What is the difference between a single balanced and a double balanced mixer in terms of spurious performance?
Balanced Mixer Types
Mixer balance refers to the symmetry of the diode configuration and its effect on suppressing unwanted mixing products. An unbalanced (single-ended) mixer has no inherent spurious suppression and produces all possible m×fLO ± n×fRF mixing products at the IF port. Each level of balance adds a degree of spurious suppression.
| Parameter | Passive Diode | Active FET | Subharmonic |
|---|---|---|---|
| Conversion Loss/Gain | 5-9 dB loss | 0-10 dB gain | 8-12 dB loss |
| LO Drive Level | +7 to +17 dBm | -5 to +5 dBm | +5 to +13 dBm |
| IP3 (typical) | +15 to +30 dBm | +5 to +20 dBm | +10 to +20 dBm |
| Noise Figure | 5-9 dB (= conv. loss) | 8-15 dB | 9-14 dB |
| LO-RF Isolation | 25-45 dB | 15-35 dB | 20-40 dB |
Frequently Asked Questions
How much spur suppression?
Single-balanced: 20-35 dB suppression of even-order products of the balanced port. Double-balanced: 30-50 dB suppression of all even-order products. The actual suppression depends on the balance (amplitude and phase matching between diodes and balun arms).

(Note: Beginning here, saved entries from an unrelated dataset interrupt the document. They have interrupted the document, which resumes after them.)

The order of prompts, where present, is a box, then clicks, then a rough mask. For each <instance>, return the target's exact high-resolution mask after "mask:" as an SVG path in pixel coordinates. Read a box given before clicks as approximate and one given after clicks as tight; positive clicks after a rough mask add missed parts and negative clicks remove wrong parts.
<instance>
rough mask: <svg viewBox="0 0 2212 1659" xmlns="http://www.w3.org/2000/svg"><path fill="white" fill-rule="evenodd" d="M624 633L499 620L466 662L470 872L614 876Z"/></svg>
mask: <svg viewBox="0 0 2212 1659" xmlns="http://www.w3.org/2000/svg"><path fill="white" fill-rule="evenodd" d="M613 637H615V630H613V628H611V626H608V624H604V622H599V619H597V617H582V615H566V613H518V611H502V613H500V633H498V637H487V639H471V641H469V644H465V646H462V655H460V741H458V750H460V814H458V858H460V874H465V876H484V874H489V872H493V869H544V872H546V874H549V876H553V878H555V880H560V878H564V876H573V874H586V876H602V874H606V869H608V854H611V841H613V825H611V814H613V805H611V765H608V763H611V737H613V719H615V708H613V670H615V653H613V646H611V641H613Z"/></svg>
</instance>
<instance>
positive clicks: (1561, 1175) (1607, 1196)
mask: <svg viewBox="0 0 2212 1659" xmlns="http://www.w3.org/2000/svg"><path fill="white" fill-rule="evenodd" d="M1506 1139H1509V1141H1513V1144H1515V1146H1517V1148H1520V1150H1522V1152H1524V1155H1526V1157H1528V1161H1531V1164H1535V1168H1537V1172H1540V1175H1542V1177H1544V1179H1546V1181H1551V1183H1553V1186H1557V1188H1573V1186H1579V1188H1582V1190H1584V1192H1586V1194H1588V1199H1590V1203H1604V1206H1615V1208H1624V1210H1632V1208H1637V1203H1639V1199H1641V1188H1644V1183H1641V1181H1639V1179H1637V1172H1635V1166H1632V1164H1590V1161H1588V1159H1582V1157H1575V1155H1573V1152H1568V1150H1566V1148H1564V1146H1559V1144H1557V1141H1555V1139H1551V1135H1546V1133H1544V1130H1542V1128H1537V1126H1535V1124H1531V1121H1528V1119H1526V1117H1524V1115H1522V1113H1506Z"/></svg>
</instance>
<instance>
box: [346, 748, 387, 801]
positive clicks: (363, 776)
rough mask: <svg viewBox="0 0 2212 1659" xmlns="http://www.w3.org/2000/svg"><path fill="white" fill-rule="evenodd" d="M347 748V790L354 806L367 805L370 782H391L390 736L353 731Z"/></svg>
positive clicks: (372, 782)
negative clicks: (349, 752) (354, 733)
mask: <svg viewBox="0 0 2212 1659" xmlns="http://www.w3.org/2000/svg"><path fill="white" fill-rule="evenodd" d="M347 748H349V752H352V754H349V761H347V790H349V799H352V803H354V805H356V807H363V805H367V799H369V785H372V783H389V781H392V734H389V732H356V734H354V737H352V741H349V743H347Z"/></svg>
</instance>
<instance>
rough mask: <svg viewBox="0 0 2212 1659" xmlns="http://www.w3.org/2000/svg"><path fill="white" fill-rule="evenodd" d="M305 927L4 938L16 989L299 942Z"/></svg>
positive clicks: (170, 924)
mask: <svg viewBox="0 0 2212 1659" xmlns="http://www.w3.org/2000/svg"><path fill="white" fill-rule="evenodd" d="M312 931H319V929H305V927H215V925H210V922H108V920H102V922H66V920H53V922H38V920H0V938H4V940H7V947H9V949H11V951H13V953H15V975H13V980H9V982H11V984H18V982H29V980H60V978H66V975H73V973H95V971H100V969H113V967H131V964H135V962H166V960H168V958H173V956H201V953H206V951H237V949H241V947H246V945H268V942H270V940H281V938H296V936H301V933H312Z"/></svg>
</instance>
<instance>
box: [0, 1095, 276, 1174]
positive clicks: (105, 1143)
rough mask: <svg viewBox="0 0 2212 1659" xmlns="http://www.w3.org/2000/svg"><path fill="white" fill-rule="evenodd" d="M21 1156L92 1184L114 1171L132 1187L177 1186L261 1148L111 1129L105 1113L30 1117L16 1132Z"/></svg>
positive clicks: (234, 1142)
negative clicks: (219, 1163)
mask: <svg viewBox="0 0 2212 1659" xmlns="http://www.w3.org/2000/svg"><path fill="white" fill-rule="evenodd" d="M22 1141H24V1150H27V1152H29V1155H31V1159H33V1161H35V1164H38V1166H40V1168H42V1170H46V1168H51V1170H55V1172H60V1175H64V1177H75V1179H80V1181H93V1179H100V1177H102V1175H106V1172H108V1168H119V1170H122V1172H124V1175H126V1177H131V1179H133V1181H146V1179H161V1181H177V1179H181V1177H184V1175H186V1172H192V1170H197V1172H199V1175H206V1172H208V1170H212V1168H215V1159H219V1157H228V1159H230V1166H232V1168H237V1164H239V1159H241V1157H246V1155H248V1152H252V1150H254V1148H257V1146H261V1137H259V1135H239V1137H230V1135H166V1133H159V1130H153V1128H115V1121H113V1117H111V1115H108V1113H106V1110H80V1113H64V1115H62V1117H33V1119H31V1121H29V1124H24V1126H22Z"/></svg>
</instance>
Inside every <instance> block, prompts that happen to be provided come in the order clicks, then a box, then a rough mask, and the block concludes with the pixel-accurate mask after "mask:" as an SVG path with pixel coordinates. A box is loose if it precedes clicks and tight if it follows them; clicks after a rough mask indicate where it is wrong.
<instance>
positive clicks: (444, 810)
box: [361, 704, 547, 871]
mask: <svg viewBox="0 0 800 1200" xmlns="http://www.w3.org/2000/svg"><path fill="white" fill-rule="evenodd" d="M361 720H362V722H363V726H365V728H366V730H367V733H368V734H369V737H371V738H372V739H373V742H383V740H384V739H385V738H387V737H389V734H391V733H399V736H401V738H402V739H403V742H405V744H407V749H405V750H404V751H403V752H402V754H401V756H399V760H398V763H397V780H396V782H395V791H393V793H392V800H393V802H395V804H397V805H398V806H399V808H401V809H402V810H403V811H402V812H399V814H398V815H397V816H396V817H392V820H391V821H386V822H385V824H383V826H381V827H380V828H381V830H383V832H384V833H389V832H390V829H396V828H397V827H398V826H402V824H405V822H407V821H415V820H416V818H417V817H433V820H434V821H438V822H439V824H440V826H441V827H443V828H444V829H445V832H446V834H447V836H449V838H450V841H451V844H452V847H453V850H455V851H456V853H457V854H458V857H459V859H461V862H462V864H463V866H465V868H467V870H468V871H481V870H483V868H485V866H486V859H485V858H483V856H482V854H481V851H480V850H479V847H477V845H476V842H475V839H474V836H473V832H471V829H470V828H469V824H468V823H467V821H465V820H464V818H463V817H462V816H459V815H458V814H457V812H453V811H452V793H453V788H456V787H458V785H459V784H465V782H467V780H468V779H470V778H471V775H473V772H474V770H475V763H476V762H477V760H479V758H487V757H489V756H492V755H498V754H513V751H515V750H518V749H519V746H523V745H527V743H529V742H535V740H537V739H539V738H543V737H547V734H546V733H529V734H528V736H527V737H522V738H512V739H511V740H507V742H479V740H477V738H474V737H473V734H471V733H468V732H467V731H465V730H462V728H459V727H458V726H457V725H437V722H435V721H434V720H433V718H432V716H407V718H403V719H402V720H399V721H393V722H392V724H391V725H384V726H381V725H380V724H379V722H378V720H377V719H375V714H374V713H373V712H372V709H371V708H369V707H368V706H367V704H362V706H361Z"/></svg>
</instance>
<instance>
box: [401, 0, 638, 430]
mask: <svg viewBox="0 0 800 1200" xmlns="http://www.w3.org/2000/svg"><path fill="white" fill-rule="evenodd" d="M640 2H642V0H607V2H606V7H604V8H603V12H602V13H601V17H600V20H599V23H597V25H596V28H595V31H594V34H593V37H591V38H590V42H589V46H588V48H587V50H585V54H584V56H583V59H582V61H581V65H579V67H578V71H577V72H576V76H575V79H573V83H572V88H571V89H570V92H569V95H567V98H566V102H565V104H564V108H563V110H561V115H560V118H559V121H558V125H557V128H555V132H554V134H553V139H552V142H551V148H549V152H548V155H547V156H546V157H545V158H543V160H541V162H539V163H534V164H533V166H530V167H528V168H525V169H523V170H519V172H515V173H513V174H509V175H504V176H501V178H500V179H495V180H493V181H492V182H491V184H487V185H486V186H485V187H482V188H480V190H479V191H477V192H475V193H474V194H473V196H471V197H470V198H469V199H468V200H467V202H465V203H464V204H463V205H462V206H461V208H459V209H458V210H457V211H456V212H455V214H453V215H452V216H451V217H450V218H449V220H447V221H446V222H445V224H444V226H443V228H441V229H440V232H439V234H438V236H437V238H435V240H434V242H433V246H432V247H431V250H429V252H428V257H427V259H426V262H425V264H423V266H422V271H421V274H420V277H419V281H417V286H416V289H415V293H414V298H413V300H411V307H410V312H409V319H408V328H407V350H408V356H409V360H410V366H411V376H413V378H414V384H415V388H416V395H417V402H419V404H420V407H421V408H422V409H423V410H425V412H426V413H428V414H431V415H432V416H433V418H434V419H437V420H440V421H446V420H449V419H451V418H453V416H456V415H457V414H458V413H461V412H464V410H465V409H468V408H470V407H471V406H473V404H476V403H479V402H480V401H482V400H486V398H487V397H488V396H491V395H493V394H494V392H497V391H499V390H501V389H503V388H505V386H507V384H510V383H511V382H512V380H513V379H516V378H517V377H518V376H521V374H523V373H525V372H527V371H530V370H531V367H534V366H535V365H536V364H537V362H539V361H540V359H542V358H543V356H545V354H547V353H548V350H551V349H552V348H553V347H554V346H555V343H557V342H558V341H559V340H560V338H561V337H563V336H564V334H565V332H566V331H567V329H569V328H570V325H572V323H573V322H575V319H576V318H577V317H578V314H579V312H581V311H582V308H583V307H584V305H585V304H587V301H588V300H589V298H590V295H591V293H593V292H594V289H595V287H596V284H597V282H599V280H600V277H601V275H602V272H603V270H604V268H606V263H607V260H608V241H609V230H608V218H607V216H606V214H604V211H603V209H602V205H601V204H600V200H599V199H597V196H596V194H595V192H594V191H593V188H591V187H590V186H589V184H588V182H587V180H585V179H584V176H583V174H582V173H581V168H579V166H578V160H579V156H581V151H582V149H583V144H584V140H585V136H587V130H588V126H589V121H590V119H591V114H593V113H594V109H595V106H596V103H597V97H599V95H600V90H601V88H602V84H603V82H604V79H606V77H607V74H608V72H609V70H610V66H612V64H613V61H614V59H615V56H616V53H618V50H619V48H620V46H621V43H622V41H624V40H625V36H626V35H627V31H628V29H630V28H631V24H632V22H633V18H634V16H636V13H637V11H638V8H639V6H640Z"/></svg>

What about triple-balanced mixers?
Triple-balanced mixers use two double-balanced mixer rings and additional transformers, providing isolation and spurious suppression on all three ports simultaneously. They achieve the widest bandwidth (multi-octave on all ports) but have higher conversion loss (8-10 dB) and require more LO power.
When is single-balanced sufficient?
When the simplified spurious spectrum is acceptable and cost/size are priorities. Single-balanced mixers are smaller, require less LO power (3 dB less than DBM), and are easier to integrate at mmWave frequencies where four-diode ring configurations become impractical.